Talk 2: Realtime Ingestion Using Spark Streaming
Speaker: Prateek Shrivastava
Prateek is product manager for spark streaming product at Qubole.
Talk 3: Setting the stage for fast analytics with Druid
Speaker: Tijo Thomas
Tijo Thomas is a Solutions architect at Imply. He has post graduated from IIT Bombay majoring in Information Technology . He has more than 16 years of experience in software industry. Before joining Imply he was working at Cloudera. He has around 7 year of experience in various big data technologies.

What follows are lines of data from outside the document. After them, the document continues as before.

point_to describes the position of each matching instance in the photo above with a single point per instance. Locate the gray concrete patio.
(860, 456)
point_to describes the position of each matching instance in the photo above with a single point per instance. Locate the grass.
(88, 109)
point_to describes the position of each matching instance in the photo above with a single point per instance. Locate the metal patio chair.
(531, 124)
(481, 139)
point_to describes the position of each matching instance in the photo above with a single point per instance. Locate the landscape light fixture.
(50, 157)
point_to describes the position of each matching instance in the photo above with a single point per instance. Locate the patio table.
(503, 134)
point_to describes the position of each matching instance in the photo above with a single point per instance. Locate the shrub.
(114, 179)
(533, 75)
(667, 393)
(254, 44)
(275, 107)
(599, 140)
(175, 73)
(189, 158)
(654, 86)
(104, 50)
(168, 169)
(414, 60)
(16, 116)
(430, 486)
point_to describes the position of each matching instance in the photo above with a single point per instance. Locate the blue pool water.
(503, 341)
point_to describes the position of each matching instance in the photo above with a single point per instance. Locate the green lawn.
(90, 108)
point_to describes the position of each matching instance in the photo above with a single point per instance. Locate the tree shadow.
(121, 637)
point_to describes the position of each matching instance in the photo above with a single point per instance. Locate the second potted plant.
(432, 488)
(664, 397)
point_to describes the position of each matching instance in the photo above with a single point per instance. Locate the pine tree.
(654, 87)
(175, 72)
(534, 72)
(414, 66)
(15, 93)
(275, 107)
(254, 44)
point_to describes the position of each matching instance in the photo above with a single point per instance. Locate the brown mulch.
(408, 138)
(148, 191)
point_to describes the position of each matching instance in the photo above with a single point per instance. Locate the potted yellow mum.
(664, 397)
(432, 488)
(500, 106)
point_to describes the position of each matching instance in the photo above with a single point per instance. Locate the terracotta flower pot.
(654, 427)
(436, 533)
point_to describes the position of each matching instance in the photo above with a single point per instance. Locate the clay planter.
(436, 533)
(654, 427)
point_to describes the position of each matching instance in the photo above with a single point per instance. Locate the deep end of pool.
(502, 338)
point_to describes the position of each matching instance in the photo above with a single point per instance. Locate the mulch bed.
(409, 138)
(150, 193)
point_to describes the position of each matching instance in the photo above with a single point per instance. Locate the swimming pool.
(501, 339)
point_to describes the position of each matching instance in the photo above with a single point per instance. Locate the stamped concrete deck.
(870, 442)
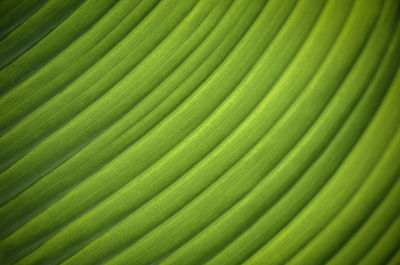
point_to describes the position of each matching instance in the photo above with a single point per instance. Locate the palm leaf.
(199, 132)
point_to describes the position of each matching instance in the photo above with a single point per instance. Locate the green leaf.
(199, 132)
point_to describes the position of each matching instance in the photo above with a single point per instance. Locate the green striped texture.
(199, 132)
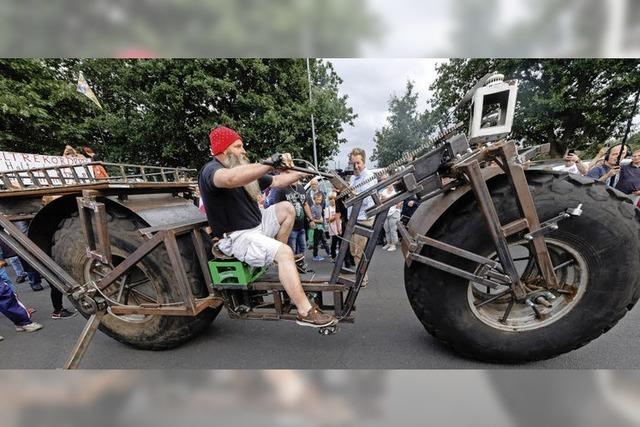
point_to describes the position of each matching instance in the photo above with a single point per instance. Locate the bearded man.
(229, 187)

Druid is an emerging standard in the data infrastructure world, designed for high-performance slice-and-dice analytics (“OLAP”) on large data sets. This talk is for you if you’re interested in learning more about pushing Druid’s analytical performance to the limit. Perhaps you’re already running Druid and are looking to speed up your deployment, or perhaps you aren’t familiar with Druid and are interested in learning the basics. Some of the tips in this talk are Druid-specific, but many of them will apply to any operational analytics technology stack.
The most important contributor to a fast analytical setup is getting the data model right. The talk will center around various choices you can make to prepare your data to get the best possible query performance.